El santuario de Dios
El templo de Jerusalén contaba con un edificio sagrado, el santuario, y con grandes atrios. En los atrios se realizaban diferentes actividades; no así en el santuario, que era un espacio sagrado al que no todos tenían acceso. El santuario incluía dos partes: el Santo y el Santo de los Santos. En el Santo sólo podían entrar los sacerdotes, y en el Santo de los Santos sólo podía entrar el sumo sacerdote una vez al año.
A los judíos que le pedían signos que lo acreditasen, Jesús responde: “Derribad este santuario y en tres días lo reconstruiré”. San Juan anota que “hablaba del santuario de su cuerpo” (Jn 2,21). Jesús es el verdadero santuario, rechazado y destruido por los hombres, pero reconstruido por la fuerza del amor de Dios. El Señor anuncia así su misterio pascual: su pasión, muerte y resurrección.
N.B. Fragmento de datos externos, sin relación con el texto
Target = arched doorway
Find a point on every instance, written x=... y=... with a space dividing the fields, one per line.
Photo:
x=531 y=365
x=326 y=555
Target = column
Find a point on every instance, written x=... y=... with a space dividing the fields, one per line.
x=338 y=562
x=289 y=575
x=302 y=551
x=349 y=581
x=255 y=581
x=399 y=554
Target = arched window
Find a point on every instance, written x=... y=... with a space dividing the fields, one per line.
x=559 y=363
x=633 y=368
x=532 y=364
El Señor es el Mesías crucificado; escándalo para los judíos y necedad para los griegos, pero, para todos los llamados, fuerza y sabiduría de Dios (cf 1 Cor 1,22-25). San Pablo expone así, con gran vigor, el mensaje de la cruz. En la cruz de Jesús se manifestó el amor gratuito y misericordioso de Dios. De ese árbol bendito brota para nosotros la gracia de la salvación.
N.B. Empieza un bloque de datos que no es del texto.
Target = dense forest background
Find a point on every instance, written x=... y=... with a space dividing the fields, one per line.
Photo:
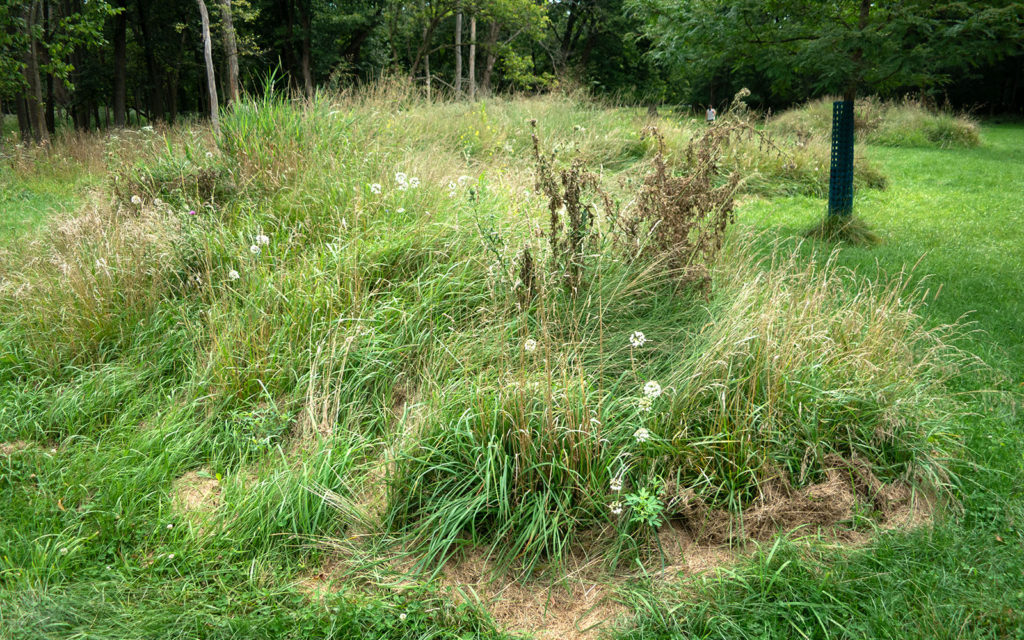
x=92 y=64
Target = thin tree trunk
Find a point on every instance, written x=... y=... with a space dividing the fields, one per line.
x=211 y=82
x=121 y=65
x=426 y=64
x=50 y=107
x=24 y=122
x=307 y=76
x=472 y=57
x=156 y=81
x=36 y=105
x=488 y=67
x=230 y=51
x=458 y=54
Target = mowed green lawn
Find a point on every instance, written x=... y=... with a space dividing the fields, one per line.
x=956 y=218
x=953 y=215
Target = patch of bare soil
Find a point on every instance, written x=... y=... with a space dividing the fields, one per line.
x=196 y=495
x=819 y=508
x=576 y=608
x=6 y=449
x=580 y=606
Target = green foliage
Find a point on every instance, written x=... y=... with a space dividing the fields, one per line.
x=372 y=381
x=905 y=123
x=803 y=48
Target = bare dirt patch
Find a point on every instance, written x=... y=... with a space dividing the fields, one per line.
x=581 y=604
x=6 y=449
x=578 y=607
x=197 y=495
x=820 y=508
Para los judíos, que ponían su esperanza en las obras y de ellas esperaban la salvación, la cruz era motivo de escándalo; constituía una trampa, una piedra de tropiezo. Dios se manifestaba, pensaban, con signos prodigiosos, no en el dolor, en el fracaso y en la aparente derrota de la cruz. Por su parte, los griegos, los paganos, veían en la cruz una afrenta a la razón y a la sabiduría humana; una locura, un insulto a la sensatez.